0 variables? how can i fix it-CodePudding

Objective: I would like to have a sub dataset that shows all observation related to women between the ages 18-19,20-24,25-34 (already codified in 7,8,9) and to have this i entered the following:

women <- AVQ19[AVQ19$SEX == 2, AVQ19$AGE >= 7 & AVQ19$AGE <= 9,]

however, when i run the code it shows:

23527 obs. of 0 variables (the dataset has overall 45483 obs of 26 variables)

CodePudding user response：

The , in your subsetting should likely be a logical (& or |).

Options:

women <- AVQ19[AVQ19$SEX == 2 & AVQ19$AGE >= 7 & AVQ19$AGE <= 9,]
women <- subset(AVQ19, SEX == 2 & AGE >= 7 & AGE <= 9)
women <- dplyr::filter(AVQ19, SEX == 2, AGE >= 7, AGE <= 9)

I included the dplyr::filter above to demonstrate why it might seem that the comma would make sense elsewhere. Within dplyr::filter, all arguments (after the data argument) are &'ed together.
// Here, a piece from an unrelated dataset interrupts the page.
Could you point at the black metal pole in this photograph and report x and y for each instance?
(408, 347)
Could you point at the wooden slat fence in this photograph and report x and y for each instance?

One can always use explicit & here as well in place of the commas,

women <- dplyr::filter(AVQ19, SEX == 2 & AGE >= 7 & AGE <= 9)

for precisely identical results. I suspect the rationale for allowing commas, is that it allows for more fluid (perhaps more readable) line-based line-wrapping, such as

... %>%
  filter(
    SEX == 2,
    AGE >= 7,
    AGE <= 9
  )

I'm not espousing that you switch to dplyr solely for this benefit (though there may be benefits to learning dplyr, for other reasons). I just thought if you had seen the comma in this use, know that outside of dplyr::filter, comma-separated logicals do not necessarily mean the same thing.

FYI, the reason it is returning 23527 obs. of 0 variables is because the second argument after your comma is taken as a column-index. I'm going to assume that your df has many more rows than columns, and AVQ$AGE >= 7 & AVQ$AGE <= 9 likely returns numbers much higher than the number of columns you have.

The 23527 is likely the number of rows of AVQ where SEX == 2 is true. The 0 variables is likely because none of them occur in the first few rows, i.e., the first occurrence of AGE between 7 and 9 is on a row number that is greater than ncol(df).